The federal government’s solution to this quandary was to invite courts to examine the policy consequences of permitting § 1983 suits in every case. This resulted in the following exchange at oral argument:
JUSTICE KAGAN: Well, it does seem kind of a new idea. I mean, you know, this is a statutory interpretation question. We’re -- we’re trying to figure out whether one scheme is compatible with another scheme. You’re not looking at text. You’re not looking at structure. You’re not looking at history. You’re looking at, like, what you think Congress knew about the market composition. The -- and that -- that does seem -- Justice Kavanaugh said unusual. It seems unusual.
[FEDERAL GOVERNMENT’S LAWYER]: So, Justice Kagan, the best analogy we've been able to come up with is that in -- I'm hesitant to say this, but in this Court's ACCA cases, the Court has sometimes looked --
JUSTICE KAGAN: You should hesitate to say that. (Laughter.)
“ACCA” refers to the Armed Career Criminal Act. For those unfamiliar with this esteemed statute, one portion of ACCA was so incomprehensible that the Supreme Court struck it down as unconstitutionally vague in 2016. Another part of ACCA (which, in context, I think the government lawyer was referring to) is sufficiently obscure that it resulted in Justice Alito comparing the Court to Sabine Moreau, a Belgian driver who took a wrong turn and accidentally drove to Zagreb, Croatia. The government’s position did not prevail.
The Talevski majority instead held that a § 1983 suit is “incompatible” with an enforcement scheme if there were “indicia of congressional intent to preclude § 1983 enforcement.” It’s not enough to show that Congress didn’t provide a private remedy; if some provision that Congress did enact would be effectively nullified by the § 1983 claim, the claim is unavailable. This might happen if, for example, Congress provided an express right of action with particular limitations that a § 1983 suit would allow the plaintiff to circumvent.
In my view, the Court had no other choice but to adopt this rule. Every other option was either completely indeterminate or would foreclose § 1983 suits in every case.

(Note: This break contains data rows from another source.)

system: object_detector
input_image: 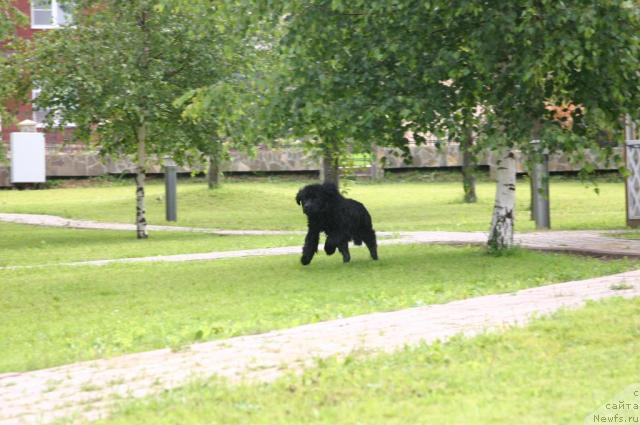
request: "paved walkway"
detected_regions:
[0,213,640,270]
[0,213,304,236]
[0,271,640,425]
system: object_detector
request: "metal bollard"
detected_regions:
[531,140,551,229]
[164,157,178,221]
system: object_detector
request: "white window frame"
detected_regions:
[30,0,73,29]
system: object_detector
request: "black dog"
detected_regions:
[296,183,378,266]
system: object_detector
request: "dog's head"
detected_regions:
[296,183,340,215]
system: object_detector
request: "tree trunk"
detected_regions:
[207,146,220,189]
[460,131,478,204]
[136,124,149,239]
[320,152,340,186]
[488,150,516,252]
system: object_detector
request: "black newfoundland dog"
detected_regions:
[296,183,378,266]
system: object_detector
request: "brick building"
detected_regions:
[1,0,72,147]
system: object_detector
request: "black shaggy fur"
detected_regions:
[296,183,378,266]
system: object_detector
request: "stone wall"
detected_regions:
[0,144,617,186]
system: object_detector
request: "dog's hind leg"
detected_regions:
[324,236,337,255]
[300,229,320,266]
[362,229,378,260]
[338,241,351,263]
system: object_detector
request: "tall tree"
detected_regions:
[256,0,640,249]
[0,0,27,129]
[25,0,240,238]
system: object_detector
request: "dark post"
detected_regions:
[531,140,551,229]
[164,157,178,221]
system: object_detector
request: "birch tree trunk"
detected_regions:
[320,152,340,187]
[487,150,516,252]
[136,124,149,239]
[460,131,478,204]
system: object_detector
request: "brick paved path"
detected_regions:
[0,270,640,425]
[0,213,640,269]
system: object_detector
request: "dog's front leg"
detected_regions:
[300,229,320,266]
[338,241,351,263]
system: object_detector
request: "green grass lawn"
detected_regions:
[0,179,625,231]
[0,245,638,372]
[0,222,304,267]
[100,299,640,425]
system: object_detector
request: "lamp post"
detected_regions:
[164,156,178,221]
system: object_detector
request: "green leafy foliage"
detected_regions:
[25,0,242,161]
[0,0,27,126]
[245,0,640,169]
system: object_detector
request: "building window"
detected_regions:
[31,0,72,28]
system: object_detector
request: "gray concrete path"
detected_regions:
[0,271,640,425]
[0,213,640,269]
[0,213,304,236]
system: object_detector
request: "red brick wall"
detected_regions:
[2,0,69,149]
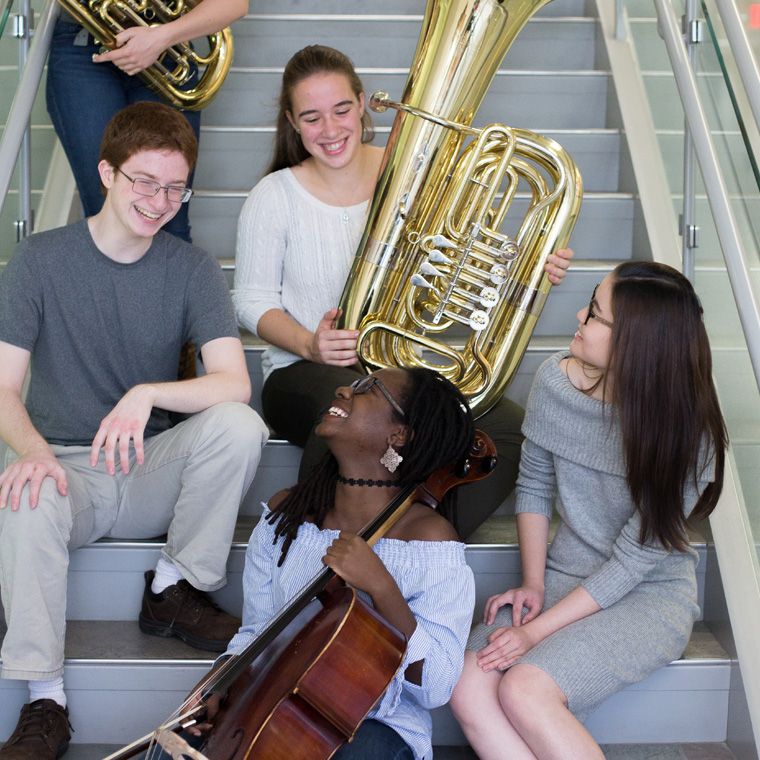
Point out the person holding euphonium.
[233,45,572,538]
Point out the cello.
[105,431,496,760]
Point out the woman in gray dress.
[452,262,727,760]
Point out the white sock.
[150,557,182,594]
[29,676,66,707]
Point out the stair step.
[202,69,611,129]
[58,514,707,621]
[246,0,595,17]
[194,128,622,192]
[0,621,730,746]
[32,742,736,760]
[234,16,599,71]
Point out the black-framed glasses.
[351,375,406,419]
[116,169,193,203]
[583,283,612,327]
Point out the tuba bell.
[58,0,232,111]
[337,0,583,417]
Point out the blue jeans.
[45,19,201,242]
[333,720,414,760]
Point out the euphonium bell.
[58,0,232,111]
[338,0,583,417]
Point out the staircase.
[0,0,748,760]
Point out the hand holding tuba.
[58,0,233,111]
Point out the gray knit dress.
[467,353,713,719]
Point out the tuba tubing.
[58,0,233,111]
[337,0,583,417]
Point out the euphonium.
[338,0,583,416]
[58,0,232,111]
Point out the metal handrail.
[0,0,13,37]
[0,0,60,214]
[715,0,760,134]
[655,0,760,387]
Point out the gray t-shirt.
[0,220,239,445]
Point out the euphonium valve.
[58,0,232,111]
[339,0,582,416]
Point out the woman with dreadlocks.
[217,369,474,760]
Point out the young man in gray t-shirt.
[0,103,267,760]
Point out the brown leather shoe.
[0,699,71,760]
[138,570,240,652]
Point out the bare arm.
[93,0,248,75]
[90,338,251,474]
[0,341,68,510]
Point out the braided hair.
[267,367,475,565]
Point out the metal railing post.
[13,0,34,242]
[679,0,704,282]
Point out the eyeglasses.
[351,375,406,419]
[583,284,612,327]
[116,169,193,203]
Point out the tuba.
[58,0,232,111]
[337,0,583,417]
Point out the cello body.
[201,583,406,760]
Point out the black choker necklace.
[338,473,398,488]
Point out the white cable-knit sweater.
[232,169,369,380]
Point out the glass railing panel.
[625,0,760,556]
[0,0,55,265]
[697,3,760,265]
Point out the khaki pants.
[0,402,268,680]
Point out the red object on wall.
[749,3,760,29]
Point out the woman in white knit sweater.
[233,45,572,538]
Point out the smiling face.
[315,369,407,464]
[570,274,614,370]
[98,150,190,238]
[287,72,364,169]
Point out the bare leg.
[498,664,604,760]
[451,652,536,760]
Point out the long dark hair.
[269,368,475,564]
[608,261,728,550]
[265,45,374,174]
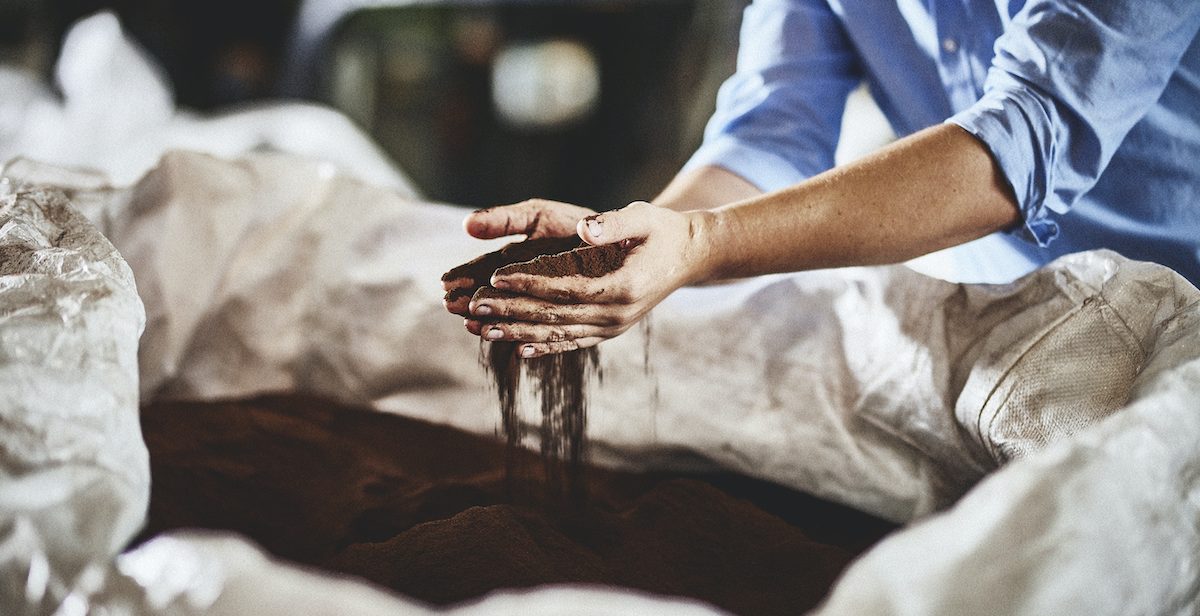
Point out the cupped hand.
[442,199,595,317]
[467,202,708,358]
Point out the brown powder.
[442,237,583,292]
[497,244,629,277]
[465,244,628,502]
[139,396,894,616]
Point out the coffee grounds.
[138,396,894,616]
[496,244,629,279]
[442,237,583,288]
[470,244,628,501]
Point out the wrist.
[683,210,725,285]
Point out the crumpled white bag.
[0,186,150,614]
[0,12,416,196]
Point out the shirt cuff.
[680,136,808,192]
[946,88,1058,246]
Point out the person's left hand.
[467,202,709,358]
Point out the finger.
[517,337,607,359]
[470,287,629,325]
[442,280,476,317]
[442,274,475,293]
[575,201,658,246]
[481,322,620,342]
[462,199,590,239]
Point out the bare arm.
[654,167,762,211]
[696,124,1019,280]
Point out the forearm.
[653,167,762,211]
[692,125,1019,281]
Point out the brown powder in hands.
[442,237,629,502]
[442,235,583,293]
[496,244,629,279]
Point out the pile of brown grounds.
[142,396,893,616]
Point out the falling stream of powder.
[443,239,628,500]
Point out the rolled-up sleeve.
[684,0,860,191]
[948,0,1200,246]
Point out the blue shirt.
[685,0,1200,286]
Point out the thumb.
[575,201,655,246]
[462,199,580,239]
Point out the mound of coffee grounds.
[139,396,893,616]
[475,237,628,501]
[497,244,629,277]
[442,237,583,293]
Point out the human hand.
[442,199,595,317]
[467,202,709,358]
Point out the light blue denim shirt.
[685,0,1200,285]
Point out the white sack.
[0,12,415,196]
[0,186,150,615]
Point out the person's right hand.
[442,199,595,317]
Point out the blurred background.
[0,0,748,209]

And applying that test, the plaintiff had to win. The § 1983 suit wasn’t circumventing any express limitations on private enforcement, because a private enforcement scheme didn’t exist.
Wait, so why did the plaintiff win again?
Let’s circle back to where this post started. Why did the Supreme Court choose this case to stick with Justice Brennan, apply a multi-factor test, and rule for the plaintiff?
It’s because when history is a mess, fidelity to history requires doctrine to be a mess. The Constitution leaves the door ajar for Congress to impose spending conditions on states, and § 1983, by accident, leaves the door ajar for private plaintiffs to enforce those conditions. Shutting those doors would not be faithful to the Constitution or § 1983. Opening those doors too wide would lead to unacceptable consequences. So the Supreme Court had to leave them ajar. And because prior Supreme Court cases already did that, why overrule them? Legal tests that leave doors ajar are not very satisfying to the purist, but sometimes there are no better options.
Another cogent clear interesting analysis of a complex issue I would otherwise not have understood but now am glad I do. Thanks
Justice Thomas's tendency to question things is delightfully refreshing. But when he does this, he often seems to not pay close enough attention to what got us to the immediate point. Gorsuch in many respects is much better at this, insofar as he will look case by case for how something evolved over time.
Originalism in many cases does not produce a single right answer, but rather limits the range of possible correct answers. This is is still a plenty justifiable basis for originalism.